トップコミットメント

私たちの役割と責任を再認識し、社会に「新たな価値」の創造を
取締役会長 苅谷 道郎
取締役社長兼社長執行役員 木村 眞琴

このたびの東日本大震災で被災された皆様へ心よりお見舞い申し上げます。被災地の一日も早い復興をお祈り申し上げます。

大震災にあたり、世界中のステークホルダーの皆様からたくさんの励ましとご支援をいただき、深く感謝いたします。仙台ニコンをはじめ東北・関東地方のニコングループの拠点においては大震災の影響を大きく受けましたが、皆様のご支援と社員の頑張りにより、お蔭様ですべての拠点において速やかに稼働を再開することができました。

未曾有の大震災を受け、原発事故に関してはまだまだ予断を許さない状況です。サプライチェーンにおける部材の供給問題や電力不足の問題などに今後対処していかなければなりませんが、どのような状況においても、品質・安全に優れた魅力ある製品・サービスを安定して供給していくことが私たちの第一の責任であると改めて認識しております。これからもグループの全力をあげて対応を進めてまいります。また、今回の大震災での対応を振り返り、BCPの見直しなど、今後起こりうる大災害に対しての危機管理能力を強化します。

さて、ニコングループでは、CSRを企業理念「信頼と創造」を実現していくプロセスそのものと考えており、「CSR重視の経営」を経営の重要な方針のひとつとして掲げています。2007年には国連グローバル・コンパクトに賛同し、「人権」「労働基準」「環境」「腐敗防止」に関する10原則の支持を表明しました。この10原則はニコングループCSR活動の重点活動テーマの中に組み込まれて展開されており、2011年3月期にはe-ラーニングなどを実施しグループ社員への浸透を図りました。

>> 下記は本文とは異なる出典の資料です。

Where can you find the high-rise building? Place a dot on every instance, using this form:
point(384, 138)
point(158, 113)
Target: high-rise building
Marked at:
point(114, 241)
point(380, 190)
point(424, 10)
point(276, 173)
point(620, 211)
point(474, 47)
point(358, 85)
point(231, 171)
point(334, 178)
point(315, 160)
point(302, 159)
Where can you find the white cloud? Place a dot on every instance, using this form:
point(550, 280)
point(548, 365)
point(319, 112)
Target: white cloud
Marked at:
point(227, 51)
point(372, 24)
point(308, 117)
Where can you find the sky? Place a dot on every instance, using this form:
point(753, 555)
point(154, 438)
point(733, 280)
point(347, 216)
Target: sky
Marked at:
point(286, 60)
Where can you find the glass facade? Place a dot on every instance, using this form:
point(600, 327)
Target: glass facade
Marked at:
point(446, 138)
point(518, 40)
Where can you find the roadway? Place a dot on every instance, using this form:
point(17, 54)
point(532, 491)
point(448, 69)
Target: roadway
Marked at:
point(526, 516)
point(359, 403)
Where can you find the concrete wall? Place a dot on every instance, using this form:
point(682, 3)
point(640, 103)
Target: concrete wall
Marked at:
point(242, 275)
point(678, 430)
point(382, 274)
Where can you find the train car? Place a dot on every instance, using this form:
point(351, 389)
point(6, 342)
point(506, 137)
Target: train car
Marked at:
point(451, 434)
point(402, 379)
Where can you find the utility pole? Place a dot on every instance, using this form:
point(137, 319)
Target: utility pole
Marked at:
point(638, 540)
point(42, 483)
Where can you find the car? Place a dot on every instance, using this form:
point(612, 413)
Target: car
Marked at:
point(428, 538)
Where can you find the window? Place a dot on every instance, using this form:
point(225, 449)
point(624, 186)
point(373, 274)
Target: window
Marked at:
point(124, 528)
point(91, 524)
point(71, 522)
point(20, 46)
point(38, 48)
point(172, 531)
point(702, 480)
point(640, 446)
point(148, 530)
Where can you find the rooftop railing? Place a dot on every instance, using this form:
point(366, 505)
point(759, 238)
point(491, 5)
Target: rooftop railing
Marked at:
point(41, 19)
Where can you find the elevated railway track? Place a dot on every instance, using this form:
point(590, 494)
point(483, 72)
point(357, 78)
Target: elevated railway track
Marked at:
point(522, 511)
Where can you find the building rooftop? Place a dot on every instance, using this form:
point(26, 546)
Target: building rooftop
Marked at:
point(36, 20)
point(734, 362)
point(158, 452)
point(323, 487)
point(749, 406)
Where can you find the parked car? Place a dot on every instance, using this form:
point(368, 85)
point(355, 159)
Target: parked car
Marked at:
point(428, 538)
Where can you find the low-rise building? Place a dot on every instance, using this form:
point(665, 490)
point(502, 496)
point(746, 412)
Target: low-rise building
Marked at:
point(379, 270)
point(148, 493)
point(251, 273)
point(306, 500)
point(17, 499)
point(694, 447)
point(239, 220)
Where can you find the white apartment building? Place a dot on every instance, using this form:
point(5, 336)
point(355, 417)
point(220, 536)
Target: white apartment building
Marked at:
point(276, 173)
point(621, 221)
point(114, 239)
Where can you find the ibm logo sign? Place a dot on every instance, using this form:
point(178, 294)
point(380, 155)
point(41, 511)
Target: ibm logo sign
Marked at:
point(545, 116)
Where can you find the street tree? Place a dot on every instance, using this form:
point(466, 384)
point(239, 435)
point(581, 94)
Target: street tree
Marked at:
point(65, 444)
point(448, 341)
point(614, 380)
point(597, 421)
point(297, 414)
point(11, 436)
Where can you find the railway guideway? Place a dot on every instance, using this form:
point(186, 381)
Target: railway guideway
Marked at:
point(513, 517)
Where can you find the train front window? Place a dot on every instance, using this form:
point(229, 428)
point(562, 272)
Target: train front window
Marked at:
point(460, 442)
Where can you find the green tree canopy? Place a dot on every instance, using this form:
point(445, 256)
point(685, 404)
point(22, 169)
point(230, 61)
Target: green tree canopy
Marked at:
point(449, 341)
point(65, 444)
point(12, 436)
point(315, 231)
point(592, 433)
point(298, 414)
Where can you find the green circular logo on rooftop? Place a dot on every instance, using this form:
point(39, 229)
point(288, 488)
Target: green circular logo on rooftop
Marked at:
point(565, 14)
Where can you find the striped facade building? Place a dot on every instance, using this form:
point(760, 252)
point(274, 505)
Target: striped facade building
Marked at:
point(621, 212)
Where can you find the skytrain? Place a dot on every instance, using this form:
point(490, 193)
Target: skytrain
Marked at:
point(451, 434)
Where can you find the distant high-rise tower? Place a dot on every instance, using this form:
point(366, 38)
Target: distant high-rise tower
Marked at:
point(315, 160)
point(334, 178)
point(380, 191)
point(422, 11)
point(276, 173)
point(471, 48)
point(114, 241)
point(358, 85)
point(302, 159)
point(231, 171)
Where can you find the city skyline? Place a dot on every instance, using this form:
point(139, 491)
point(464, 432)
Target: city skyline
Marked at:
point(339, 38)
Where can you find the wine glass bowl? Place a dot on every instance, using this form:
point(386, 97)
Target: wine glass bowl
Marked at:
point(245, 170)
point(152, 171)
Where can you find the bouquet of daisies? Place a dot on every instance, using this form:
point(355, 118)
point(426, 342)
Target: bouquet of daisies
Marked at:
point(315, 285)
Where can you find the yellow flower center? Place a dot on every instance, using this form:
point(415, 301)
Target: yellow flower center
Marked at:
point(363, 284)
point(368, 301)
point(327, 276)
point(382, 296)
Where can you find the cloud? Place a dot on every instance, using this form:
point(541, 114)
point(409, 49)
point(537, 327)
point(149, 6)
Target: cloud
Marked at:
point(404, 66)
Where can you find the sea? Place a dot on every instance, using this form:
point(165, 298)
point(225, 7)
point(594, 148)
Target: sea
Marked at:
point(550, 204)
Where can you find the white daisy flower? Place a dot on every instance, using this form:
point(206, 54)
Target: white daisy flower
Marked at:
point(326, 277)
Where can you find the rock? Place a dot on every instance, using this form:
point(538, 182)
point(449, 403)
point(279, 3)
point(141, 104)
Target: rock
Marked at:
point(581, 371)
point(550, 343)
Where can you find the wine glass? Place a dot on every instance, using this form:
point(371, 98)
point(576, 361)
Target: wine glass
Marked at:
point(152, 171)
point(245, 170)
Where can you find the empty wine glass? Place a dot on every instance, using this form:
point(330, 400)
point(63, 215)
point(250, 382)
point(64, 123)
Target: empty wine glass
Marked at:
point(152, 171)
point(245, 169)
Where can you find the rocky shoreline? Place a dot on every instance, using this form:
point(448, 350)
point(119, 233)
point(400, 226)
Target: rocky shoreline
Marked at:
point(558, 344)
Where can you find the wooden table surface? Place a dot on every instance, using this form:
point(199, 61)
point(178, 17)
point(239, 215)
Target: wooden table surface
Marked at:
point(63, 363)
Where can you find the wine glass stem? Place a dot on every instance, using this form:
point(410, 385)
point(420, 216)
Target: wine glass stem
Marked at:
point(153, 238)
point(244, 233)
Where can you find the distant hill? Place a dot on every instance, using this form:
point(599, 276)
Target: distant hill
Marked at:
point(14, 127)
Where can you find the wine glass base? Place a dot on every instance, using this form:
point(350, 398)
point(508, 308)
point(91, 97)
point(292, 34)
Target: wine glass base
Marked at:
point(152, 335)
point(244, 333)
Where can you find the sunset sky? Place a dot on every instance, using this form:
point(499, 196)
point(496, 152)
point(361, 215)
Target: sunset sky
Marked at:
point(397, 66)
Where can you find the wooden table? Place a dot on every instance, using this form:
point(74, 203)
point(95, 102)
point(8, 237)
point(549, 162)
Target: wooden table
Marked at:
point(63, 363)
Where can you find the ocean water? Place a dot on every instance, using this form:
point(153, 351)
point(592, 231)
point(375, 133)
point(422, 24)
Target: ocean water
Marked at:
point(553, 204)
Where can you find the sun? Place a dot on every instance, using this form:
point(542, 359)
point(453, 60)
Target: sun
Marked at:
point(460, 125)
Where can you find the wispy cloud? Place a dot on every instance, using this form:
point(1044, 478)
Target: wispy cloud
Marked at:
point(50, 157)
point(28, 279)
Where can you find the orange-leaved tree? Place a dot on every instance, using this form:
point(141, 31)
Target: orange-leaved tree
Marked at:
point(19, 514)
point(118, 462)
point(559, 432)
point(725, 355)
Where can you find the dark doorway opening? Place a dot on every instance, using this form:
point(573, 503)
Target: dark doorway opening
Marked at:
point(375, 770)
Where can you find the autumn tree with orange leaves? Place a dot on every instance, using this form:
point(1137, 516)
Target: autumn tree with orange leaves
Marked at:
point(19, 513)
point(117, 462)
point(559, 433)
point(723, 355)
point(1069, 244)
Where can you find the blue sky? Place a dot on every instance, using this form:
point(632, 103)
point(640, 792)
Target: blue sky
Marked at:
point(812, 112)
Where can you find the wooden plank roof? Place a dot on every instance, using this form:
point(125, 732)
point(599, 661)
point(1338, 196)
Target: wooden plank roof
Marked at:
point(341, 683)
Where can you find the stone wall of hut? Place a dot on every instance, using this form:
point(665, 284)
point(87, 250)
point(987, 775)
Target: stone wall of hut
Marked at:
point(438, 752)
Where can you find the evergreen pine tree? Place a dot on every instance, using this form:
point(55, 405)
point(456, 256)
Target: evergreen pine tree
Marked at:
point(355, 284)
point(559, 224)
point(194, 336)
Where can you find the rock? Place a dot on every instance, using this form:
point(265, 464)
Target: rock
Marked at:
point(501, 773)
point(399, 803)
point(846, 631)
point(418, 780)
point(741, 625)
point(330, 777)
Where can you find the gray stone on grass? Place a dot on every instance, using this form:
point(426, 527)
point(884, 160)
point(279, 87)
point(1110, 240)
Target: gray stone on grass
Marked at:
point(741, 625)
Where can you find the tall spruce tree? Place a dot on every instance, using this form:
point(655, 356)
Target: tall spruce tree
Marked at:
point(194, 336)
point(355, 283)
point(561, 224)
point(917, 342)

事業面においては、急激な為替の変動もありましたが、販売が拡大し、グループ内の事業機能の強化とプロセス改革を実施した結果、世界同時不況から立ち直ることができました。

2012年3月期のCSRの重点活動テーマは、従来の重点活動テーマを整理・統合し、「CSRの基盤の整備・徹底」「環境経営の拡充・推進」「コンプライアンス活動の展開」「人権・労働慣行の順守と多様な社員の活躍推進」「社会・自然環境との共存(社会貢献活動)」「サプライチェーンのCSR活動推進」としました。環境経営においては、従来から、省エネルギー、省資源を推進してきましたが、今般の大震災による電力不足に対応して、より一層の省エネルギー、省資源を徹底します。

被災地、被災者の皆様への支援活動は既に開始しておりますが、今後も中長期的な視野に立ち、できる限りの支援を続けてまいります。また、グループの特長を活かした社会貢献活動をグローバルに進めていきます。

これからも、ニコングループは企業理念「信頼と創造」のもとに常に新たな価値を提供し続け、社会の持続的な発展に貢献していきます。